As Mugabe watched, she burst on the political stage drooling with hate and threats. She managed to split the ruling party in two, resulting in the firing of a vice president and more than half the cabinet, not to mention the larger part of national party officials.

Only those who literally worshipped her survived and from these survivors emerged the two vice presidents of whom she said they take notes while she is talking to them.

Only two weeks ago she threatened the vice presidents and cabinet ministers, reminding them that they are not elected officials but hand-picked functionaries.

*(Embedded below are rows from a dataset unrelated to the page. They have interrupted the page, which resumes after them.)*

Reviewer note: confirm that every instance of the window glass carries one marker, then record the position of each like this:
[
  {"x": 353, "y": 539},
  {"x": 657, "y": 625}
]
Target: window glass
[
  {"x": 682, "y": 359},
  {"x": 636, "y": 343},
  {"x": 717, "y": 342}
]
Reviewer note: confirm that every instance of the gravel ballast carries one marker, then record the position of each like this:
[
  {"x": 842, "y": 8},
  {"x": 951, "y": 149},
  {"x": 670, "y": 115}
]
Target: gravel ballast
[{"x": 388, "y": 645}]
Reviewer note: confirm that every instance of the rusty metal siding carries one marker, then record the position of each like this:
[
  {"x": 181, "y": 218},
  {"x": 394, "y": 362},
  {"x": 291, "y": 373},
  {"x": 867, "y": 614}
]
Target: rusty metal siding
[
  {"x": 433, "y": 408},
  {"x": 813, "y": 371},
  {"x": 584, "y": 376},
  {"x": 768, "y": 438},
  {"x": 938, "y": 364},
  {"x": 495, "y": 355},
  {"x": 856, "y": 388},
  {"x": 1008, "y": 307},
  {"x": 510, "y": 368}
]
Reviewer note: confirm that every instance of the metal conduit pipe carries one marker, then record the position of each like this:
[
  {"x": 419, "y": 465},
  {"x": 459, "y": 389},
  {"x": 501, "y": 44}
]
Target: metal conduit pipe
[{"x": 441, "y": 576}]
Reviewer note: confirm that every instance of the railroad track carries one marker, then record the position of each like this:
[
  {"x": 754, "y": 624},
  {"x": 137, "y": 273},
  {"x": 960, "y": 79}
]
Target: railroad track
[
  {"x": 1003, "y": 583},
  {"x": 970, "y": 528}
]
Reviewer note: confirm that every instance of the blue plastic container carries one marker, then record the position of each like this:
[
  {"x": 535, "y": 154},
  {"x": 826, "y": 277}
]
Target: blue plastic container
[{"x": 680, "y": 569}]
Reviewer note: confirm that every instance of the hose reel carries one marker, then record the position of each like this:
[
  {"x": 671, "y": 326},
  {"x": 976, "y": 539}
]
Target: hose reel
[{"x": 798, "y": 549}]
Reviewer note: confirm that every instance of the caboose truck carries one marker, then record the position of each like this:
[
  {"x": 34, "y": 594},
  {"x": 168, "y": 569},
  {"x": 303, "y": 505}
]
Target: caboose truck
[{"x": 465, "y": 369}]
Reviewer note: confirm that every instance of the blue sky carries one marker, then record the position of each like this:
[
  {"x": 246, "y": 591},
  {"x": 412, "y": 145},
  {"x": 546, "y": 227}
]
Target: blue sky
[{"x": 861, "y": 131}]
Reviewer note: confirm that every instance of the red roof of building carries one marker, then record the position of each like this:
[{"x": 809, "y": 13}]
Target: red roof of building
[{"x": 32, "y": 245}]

She made them aware that she has the power to send them packing.

She addresses rallies around the country where she goes by helicopter with a full retinue of security and motorcade once only mounted for Mugabe alone.

One of the vice presidents, Phelekezela “Bully Of Gaborone” Mphoko, has been singled out to drive to each and every rally she addresses just to introduce her before she makes her speech although Mphoko is senior to her in the party. (Mphoko is remembered as the Zimbabwe ambassador who roughed up a reporter when he was stationed in Botswana).

Now, she has, once again, split the half of the party she had “kept” for her husband, effectively indicating that she too is in the running “to succeed” Mugabe, a development that leaves the other expectant vice president, Emerson Mnangagwa, dazed.

Now, there is talk among her people to actuallyinstitute a constitutional amendment to re-introduce a clause requiring a woman in theparty’s presidium, which is made up of three people: Mugabe and his two vice presidents.

The degradation of the nation by Grace Mugabe is painful to watch as people, from cabinet ministers to vendors, are humiliated and threatened daily.

To see a cabinet minister kneeling before Grace Mugabe is the ultimate embarrassment a man could ever be subjected to.

It is worse than embarrassing to look at Grace Mugabe and think of her as the mother of the nation, especially when I think of the hundreds and hundreds of children she made homeless earlier this year after forcibly acquiring a farm to make way for her wildlife sanctuary.

It remains to be seen if some elements within Mugabe’s party will resist the schemes by the materialistic First Lady, nicknamed “Gucci Grace” for her penchant for expensive lifestyle.